As lágrimas de Mebuki não foram respeitadas mais por muito tempo. Os homens de Fugaku logo a pegaram e a puxaram arrastando pelo chão para longe do corpo do marido. Seu choro era seco, já não tinha mais lágrimas sobre sua face, apenas raiva daquele que estava lhe tirando tudo. Ela aguentou os minutos seguintes, os homens a tocavam, lhe batiam, a humilhavam. Aguentou minutos de uma tortura física e psicológica, seu corpo já quase nem sentia o impacto das surras. Seu rosto já nem era o mesmo de tão inchado e sujo de sangue. Ela aguentou.

- Você... – Ela começou dizendo - ... pode me bater, me... torturar... até me matar. – Ela o olhou – Mas nunca, nunca vai ter a minha filha. – Ela tossiu, puxando todo o ar que conseguia – Nunca terá a Sakura.

Ela riu. Um dos homens que a seguravam a jogou no chão e soltou um chute em suas pernas. Ela se encolheu, contendo o gemido de dor. Arrastava-se em direção do corpo de Kizashi chamando por ele enquanto Fugaku caminhava até ela.

- Você realmente acredita que tem opções, Mebuki? – Fugaku parou a frente dela impedindo que ela avançasse – Realmente acha que não vou até o inferno atrás da sua filha? – Mebuki o olhava assustada – Levantem ela. – Ordenou aos seus homens que não demoraram em deixar ela de pé. Fugaku se aproximou mais, deixando seu rosto frente a frente ao dela – Eu vou ter ela nem que eu mate pessoalmente a todos que você conhece, sua desgraçada.

Mebuki encolheu os ombros e puxou todo o ar que conseguia, na boca, juntou uma quantidade grande de saliva misturada ao seu sangue, e assim que ele terminou de falar, ela não hesitou em cuspir no terno dele todo o ódio que estava sentindo.

- Morra, Fugaku. – Ela disse entre os dentes.

Fugaku se enfureceu, ele se afastou alguns passos e estendeu a mão para ela desferindo um tapa tão forte contra seu rosto que fez Mebuki, por alguns instantes, perder a consciência do que estava acontecendo.
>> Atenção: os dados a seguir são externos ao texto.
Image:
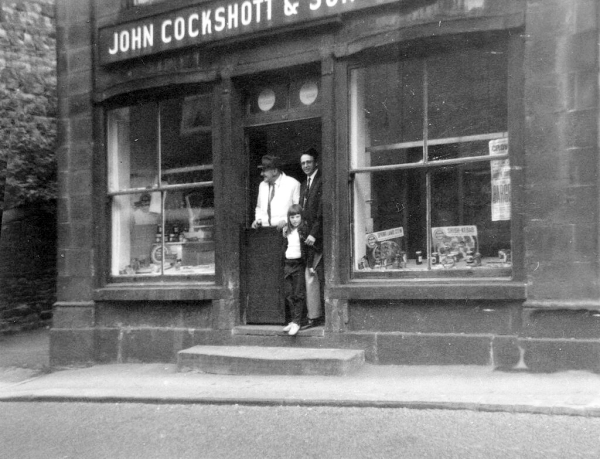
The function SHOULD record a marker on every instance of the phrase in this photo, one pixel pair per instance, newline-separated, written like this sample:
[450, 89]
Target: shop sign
[213, 21]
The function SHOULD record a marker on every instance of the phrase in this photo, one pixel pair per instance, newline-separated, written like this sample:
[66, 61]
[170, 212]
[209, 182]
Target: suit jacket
[313, 208]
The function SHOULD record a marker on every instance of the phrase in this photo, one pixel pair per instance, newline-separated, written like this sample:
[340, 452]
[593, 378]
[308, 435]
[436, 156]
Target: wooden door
[263, 276]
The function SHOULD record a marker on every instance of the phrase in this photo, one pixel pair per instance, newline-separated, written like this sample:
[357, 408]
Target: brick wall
[27, 116]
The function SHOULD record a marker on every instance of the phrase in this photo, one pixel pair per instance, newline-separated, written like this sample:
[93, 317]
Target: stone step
[274, 330]
[247, 360]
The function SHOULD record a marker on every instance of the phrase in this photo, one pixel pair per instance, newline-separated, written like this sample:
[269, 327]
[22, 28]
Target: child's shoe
[294, 328]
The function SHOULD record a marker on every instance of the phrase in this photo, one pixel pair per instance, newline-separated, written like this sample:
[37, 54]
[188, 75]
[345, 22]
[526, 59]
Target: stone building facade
[27, 143]
[434, 253]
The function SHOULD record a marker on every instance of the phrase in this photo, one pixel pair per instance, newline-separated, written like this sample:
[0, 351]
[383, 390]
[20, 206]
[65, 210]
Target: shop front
[424, 116]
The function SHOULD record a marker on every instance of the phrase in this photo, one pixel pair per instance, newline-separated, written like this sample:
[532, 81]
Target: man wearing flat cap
[276, 193]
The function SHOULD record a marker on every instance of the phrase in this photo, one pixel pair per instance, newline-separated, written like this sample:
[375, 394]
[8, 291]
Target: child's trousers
[295, 289]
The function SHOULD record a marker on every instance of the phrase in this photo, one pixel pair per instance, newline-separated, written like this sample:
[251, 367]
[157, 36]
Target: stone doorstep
[245, 360]
[275, 330]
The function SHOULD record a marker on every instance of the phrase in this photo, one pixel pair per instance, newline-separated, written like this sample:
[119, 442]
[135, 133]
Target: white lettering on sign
[198, 23]
[133, 39]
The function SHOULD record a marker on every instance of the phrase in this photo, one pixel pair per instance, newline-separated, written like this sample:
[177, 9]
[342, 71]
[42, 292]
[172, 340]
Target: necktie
[306, 192]
[271, 194]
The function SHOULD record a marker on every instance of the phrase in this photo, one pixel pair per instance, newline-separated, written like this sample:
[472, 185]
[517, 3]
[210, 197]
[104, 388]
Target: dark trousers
[295, 290]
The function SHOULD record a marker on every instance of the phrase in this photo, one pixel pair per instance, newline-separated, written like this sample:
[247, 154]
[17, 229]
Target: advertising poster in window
[456, 242]
[500, 181]
[383, 249]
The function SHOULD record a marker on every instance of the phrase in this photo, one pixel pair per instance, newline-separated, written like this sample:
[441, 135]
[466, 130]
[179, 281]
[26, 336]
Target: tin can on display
[504, 255]
[470, 258]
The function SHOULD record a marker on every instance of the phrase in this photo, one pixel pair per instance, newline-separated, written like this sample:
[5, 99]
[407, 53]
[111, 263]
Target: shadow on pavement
[24, 355]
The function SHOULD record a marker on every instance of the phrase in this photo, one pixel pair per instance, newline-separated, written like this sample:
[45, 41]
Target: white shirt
[293, 251]
[287, 192]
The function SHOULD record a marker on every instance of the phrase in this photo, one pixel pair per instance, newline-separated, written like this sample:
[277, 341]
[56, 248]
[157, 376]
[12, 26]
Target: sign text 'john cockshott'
[214, 21]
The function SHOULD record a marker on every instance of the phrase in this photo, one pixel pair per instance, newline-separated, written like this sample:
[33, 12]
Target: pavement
[26, 377]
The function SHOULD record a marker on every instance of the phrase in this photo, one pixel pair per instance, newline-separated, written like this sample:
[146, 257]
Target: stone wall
[27, 143]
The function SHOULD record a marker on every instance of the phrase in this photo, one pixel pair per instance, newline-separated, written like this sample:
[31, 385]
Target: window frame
[348, 274]
[201, 280]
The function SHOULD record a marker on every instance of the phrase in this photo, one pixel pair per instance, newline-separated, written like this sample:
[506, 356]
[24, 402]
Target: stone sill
[155, 292]
[460, 290]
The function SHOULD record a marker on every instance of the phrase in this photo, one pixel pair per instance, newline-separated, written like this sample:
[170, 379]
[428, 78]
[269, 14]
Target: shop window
[161, 188]
[145, 2]
[430, 174]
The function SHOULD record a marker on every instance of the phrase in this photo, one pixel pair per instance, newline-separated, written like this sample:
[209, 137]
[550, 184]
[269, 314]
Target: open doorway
[287, 141]
[263, 270]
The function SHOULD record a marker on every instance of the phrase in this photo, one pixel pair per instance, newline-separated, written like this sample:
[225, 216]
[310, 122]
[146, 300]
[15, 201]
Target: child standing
[295, 264]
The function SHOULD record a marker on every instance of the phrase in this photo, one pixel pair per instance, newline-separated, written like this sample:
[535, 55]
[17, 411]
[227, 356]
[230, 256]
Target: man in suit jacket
[310, 200]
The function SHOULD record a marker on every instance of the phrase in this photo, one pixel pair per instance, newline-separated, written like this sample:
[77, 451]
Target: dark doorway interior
[263, 270]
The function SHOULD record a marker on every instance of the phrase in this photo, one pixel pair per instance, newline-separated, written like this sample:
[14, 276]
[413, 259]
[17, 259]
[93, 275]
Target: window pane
[136, 222]
[186, 140]
[467, 92]
[444, 151]
[462, 223]
[385, 116]
[468, 199]
[132, 147]
[168, 231]
[189, 231]
[390, 221]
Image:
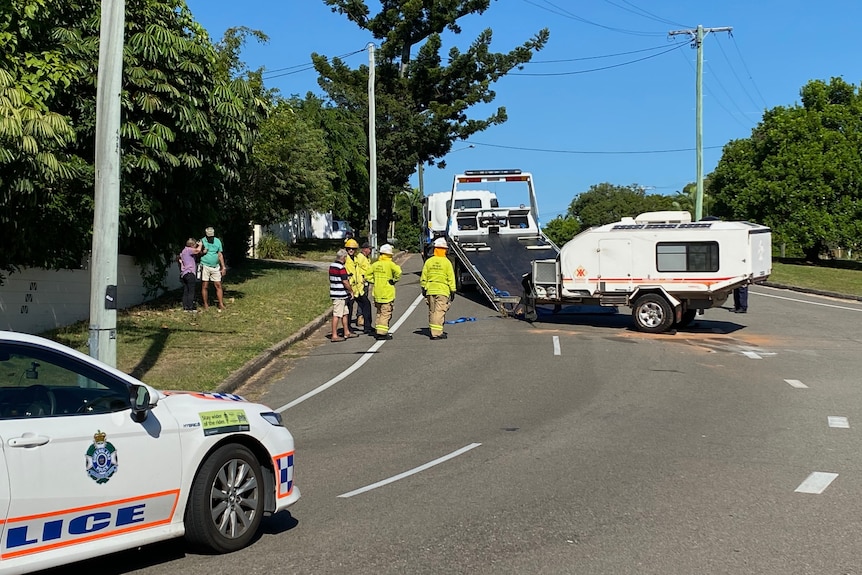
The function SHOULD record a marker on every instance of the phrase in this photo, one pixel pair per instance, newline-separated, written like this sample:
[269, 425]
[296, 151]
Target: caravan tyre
[652, 314]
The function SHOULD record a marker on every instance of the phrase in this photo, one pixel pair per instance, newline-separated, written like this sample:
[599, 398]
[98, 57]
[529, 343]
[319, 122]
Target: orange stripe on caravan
[705, 281]
[175, 492]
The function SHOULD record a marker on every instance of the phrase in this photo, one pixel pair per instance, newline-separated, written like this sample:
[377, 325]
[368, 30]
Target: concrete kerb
[244, 373]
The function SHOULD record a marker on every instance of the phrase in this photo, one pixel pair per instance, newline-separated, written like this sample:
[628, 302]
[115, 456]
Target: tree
[800, 172]
[606, 203]
[186, 133]
[686, 200]
[562, 228]
[421, 104]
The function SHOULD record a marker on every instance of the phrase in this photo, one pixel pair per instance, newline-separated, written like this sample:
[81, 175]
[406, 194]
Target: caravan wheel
[652, 314]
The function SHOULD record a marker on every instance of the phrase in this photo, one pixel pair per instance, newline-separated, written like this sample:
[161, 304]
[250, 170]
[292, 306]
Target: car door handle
[28, 440]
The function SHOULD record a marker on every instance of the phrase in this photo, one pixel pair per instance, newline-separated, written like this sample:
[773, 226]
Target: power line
[302, 67]
[716, 99]
[756, 89]
[592, 152]
[735, 75]
[598, 57]
[677, 47]
[566, 14]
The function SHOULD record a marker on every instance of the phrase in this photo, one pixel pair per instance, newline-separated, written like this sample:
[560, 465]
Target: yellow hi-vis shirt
[383, 270]
[438, 276]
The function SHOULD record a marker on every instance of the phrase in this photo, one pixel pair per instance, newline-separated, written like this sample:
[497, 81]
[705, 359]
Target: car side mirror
[139, 398]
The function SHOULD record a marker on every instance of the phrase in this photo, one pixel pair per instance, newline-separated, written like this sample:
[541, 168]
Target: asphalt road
[571, 445]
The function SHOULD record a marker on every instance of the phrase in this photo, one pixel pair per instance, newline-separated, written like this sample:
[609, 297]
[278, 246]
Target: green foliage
[686, 200]
[606, 203]
[800, 172]
[421, 104]
[561, 229]
[407, 227]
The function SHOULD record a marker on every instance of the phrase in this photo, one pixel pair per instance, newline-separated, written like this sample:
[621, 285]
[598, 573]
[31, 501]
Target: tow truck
[491, 247]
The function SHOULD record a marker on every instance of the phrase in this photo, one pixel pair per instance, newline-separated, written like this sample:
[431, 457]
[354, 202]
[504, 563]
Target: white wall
[34, 300]
[302, 225]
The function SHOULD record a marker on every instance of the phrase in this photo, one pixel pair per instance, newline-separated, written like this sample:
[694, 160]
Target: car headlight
[272, 418]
- MALDITA! MALDITA! – Ele gritava.

Sakura continuou assistindo. As pequenas mãozinhas agarravam-se as grades de ferro da escada enquanto sua mãe continuava sendo machucada. Ela viu o corpo da mãe perder as forças, viu os olhos da mãe se fechando diversas vezes, viu ela chorando em gemidos de dor. Sakura viu sua mãe ser machucada e continuar negando tudo que lhe era perguntado. A idade de Sakura era pouca, sete anos, sabia no fundo que era por ela que agora seu pai estava morto no chão e, que sua mãe estava sendo espancada até desmaiar. Ela não entendia porque, mas sabia que era por ela. Apesar disso, ela não assimilava os sentimentos de culpa; apesar disso, os olhos verdes marejados escondidos atrás da franja rosa, focava em Fugaku.

Ela apertou as mãos nas grandes com os dentes rangendo. Ela sabia também, aquele velho pagaria por tudo.